潜伏者が目指したのは、領の古い廃屋とは正反対の方向、アルベール領の中央に厳重に構える領主の館だった。廃屋の群れを抜け出した潜伏者は、市街地の上空へと一気に舞い上がり、そのまま領主の館へと一直線に移動し始める。これこそが、通常の魔力網では捉えきれなかった、空中を移動する特殊な術だ。ミルズの広域魔力解放がなければ、その存在すら感知できなかっただろう。


「やはり……エドワード領主を狙ってきたか!」


シャドーが他の場所へ目もくれず、ただひたすらに領主の館へと突き進むその軌道を確認し、ミルズの確信は怒りにも似た冷静さに変わった。彼は速度を上げながらも、領主館の手前でケンタウロススタイルを解除した。巨大な獣の姿は、人の住まう館の敷地には不適切だろう。

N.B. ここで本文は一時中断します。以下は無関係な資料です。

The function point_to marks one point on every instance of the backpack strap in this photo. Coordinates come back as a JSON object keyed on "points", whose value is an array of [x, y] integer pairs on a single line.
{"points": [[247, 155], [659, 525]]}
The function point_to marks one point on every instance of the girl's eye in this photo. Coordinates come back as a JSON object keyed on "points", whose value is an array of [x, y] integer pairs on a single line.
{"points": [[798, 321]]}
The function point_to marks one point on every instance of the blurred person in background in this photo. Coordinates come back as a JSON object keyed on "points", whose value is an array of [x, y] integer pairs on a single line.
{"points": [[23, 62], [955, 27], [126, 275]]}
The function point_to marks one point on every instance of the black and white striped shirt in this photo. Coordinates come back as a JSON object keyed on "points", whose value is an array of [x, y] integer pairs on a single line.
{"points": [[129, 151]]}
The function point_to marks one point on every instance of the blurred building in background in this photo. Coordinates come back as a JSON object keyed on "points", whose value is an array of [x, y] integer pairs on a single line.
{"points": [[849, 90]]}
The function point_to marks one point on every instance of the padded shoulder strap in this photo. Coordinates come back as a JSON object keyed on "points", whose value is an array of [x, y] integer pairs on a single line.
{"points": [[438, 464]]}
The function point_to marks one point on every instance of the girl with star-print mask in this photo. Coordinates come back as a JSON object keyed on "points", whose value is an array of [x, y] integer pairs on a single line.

領主の館に近づくにつれ、遠くから微かに聞こえてくる金属がぶつかる音、そして怒号は激しさを増す。館の庭園では、警備の兵士たちがすでに何人か倒れ伏し、残された者たちも満身創痍で戦線を維持している状態だ。そして、B級冒険者パーティらしき者たちが、黒いローブの「シャドー」と激しい攻防を繰り広げていた。しかし、彼らの連携は乱れ、攻撃はシャドーに軽々と躱される。リーダー格の冒険者が、未知の魔法で弾き飛ばされ、地面に叩きつけられるのが見えた。シャドーは勝利を確信したかのように、倒れた冒険者には目もくれず、館の入り口へと滑るように迫る。その狙いは、紛れもなく領主エドワード・アルベール男爵その人だ。


「間に合え……!」


ミルズは、自らの魔力をさらに高めた。領内全域に広げていた煙状の魔力は、彼の意思に従い、一気に領主の館の周囲へと集中される。まるで透明な巨大な壁がそそり立つかのように、館の全方位を覆い尽くす濃密な魔力の壁が瞬時に形成された。これで、万が一にもシャドーを逃がすことはない。館の周辺は、ミルズの魔力で完全に隔離された空間となった。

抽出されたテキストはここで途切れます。